I walked away from the school knowing that I should have offered the fellow PreK mom babysitting. For a block I kept thinking I should turn around---but I didn't. Then I spent the rest of my walking kicking myself and confessing to God. I should have offered.....why???...no other reason then the Holy Spirit was prompting me too.
Obedience to the one is something God has been teaching me lately. This is something Katie Davis writes in her book, Kisses from Katie. She talks about the feeling that serving in Uganda was like trying to refill an ocean with a water dropper. God didn't call her to change Uganda. Instead He called her to serve the one right in front in her. By changing that one's life, Uganda would change.
I have been praying that God would open my eyes to the needs right in front of me and that I would be faithful to fill it. However, I feel like I keep missing that one. It's so much easier to look at the bigger picture, or to be so focus at the life in front of me that I miss those in front of me.
I need to be faithful to the elderly woman who is lonely and just needs to chat for a while, even though I really just want to go home. I need to be faithful to the mom who is overwhelmed and needs the door held open for her, even though I have four kids of my own to wrangle.
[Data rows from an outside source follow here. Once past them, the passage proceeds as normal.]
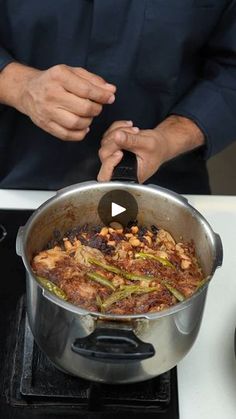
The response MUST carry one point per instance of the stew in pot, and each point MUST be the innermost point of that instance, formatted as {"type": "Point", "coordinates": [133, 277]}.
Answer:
{"type": "Point", "coordinates": [116, 270]}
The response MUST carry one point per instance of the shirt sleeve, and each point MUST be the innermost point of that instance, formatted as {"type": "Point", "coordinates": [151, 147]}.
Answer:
{"type": "Point", "coordinates": [211, 102]}
{"type": "Point", "coordinates": [5, 58]}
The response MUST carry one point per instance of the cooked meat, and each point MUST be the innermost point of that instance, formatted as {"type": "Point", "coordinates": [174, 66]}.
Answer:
{"type": "Point", "coordinates": [121, 271]}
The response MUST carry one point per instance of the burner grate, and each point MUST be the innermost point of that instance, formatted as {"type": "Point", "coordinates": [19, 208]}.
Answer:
{"type": "Point", "coordinates": [36, 382]}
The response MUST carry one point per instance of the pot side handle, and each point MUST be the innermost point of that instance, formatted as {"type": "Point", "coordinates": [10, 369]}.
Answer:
{"type": "Point", "coordinates": [219, 250]}
{"type": "Point", "coordinates": [19, 237]}
{"type": "Point", "coordinates": [106, 344]}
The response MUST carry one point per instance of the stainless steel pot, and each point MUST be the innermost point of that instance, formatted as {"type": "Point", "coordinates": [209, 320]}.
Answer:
{"type": "Point", "coordinates": [113, 348]}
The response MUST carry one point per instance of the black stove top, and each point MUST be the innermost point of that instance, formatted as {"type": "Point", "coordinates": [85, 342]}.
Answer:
{"type": "Point", "coordinates": [32, 387]}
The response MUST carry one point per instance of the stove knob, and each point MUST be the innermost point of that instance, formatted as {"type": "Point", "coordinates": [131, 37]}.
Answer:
{"type": "Point", "coordinates": [3, 232]}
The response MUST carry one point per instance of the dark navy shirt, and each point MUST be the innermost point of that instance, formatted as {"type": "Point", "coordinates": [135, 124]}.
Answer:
{"type": "Point", "coordinates": [164, 56]}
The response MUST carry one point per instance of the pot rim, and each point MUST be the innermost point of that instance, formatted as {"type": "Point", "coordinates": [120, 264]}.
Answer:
{"type": "Point", "coordinates": [23, 232]}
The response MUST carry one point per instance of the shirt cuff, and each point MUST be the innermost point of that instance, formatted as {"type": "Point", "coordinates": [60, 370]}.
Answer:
{"type": "Point", "coordinates": [5, 58]}
{"type": "Point", "coordinates": [212, 110]}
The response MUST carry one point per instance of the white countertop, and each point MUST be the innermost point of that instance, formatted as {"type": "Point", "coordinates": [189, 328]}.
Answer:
{"type": "Point", "coordinates": [207, 375]}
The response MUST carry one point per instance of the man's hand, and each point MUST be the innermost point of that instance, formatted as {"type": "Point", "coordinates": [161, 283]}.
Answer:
{"type": "Point", "coordinates": [61, 100]}
{"type": "Point", "coordinates": [174, 136]}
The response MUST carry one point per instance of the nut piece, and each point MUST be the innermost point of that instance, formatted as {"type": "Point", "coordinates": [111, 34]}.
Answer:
{"type": "Point", "coordinates": [104, 231]}
{"type": "Point", "coordinates": [116, 226]}
{"type": "Point", "coordinates": [149, 240]}
{"type": "Point", "coordinates": [134, 242]}
{"type": "Point", "coordinates": [134, 229]}
{"type": "Point", "coordinates": [67, 244]}
{"type": "Point", "coordinates": [185, 263]}
{"type": "Point", "coordinates": [111, 243]}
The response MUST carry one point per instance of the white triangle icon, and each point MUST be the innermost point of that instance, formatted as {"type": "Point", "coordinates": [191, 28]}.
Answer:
{"type": "Point", "coordinates": [116, 209]}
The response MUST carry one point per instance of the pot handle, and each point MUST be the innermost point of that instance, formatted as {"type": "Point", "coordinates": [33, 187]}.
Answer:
{"type": "Point", "coordinates": [219, 250]}
{"type": "Point", "coordinates": [127, 168]}
{"type": "Point", "coordinates": [113, 345]}
{"type": "Point", "coordinates": [19, 238]}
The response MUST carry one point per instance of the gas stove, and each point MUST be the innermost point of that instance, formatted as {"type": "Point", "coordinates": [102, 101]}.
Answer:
{"type": "Point", "coordinates": [32, 387]}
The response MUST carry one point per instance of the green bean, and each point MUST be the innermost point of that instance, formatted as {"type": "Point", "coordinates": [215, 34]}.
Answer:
{"type": "Point", "coordinates": [177, 294]}
{"type": "Point", "coordinates": [50, 286]}
{"type": "Point", "coordinates": [114, 269]}
{"type": "Point", "coordinates": [163, 261]}
{"type": "Point", "coordinates": [109, 268]}
{"type": "Point", "coordinates": [101, 280]}
{"type": "Point", "coordinates": [136, 277]}
{"type": "Point", "coordinates": [125, 293]}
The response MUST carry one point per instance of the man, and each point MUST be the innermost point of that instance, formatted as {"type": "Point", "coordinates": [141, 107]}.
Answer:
{"type": "Point", "coordinates": [156, 77]}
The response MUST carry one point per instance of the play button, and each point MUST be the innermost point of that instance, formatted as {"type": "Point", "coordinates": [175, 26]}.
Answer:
{"type": "Point", "coordinates": [119, 206]}
{"type": "Point", "coordinates": [116, 209]}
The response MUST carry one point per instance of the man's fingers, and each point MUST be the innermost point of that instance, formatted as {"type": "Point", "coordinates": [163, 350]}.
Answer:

I need to be faithful to the neighbor who rarely talks to us due to three little bi-racial kids running in our yard, but now is willing to have a conversation. I need to be faithful to the child who needs 5 minutes of Mommy time, even though my list of chores to do is huge.
It's easier to look for ways to save the world. It's easier to sit in the statics and shake my head at The Church for their lack of action to what God has clearly called them to in the Bible. It's easier to say I've done enough, look at the three children in my home that I'm caring for.
However, God has asked me to let him worry about that. He is the world savior. He is the head of the church. And He has placed these children into my home. He has called me to neither heroics or cowardice. Instead He has called me to faithfulness. Faithful to the one He places in front of me each day.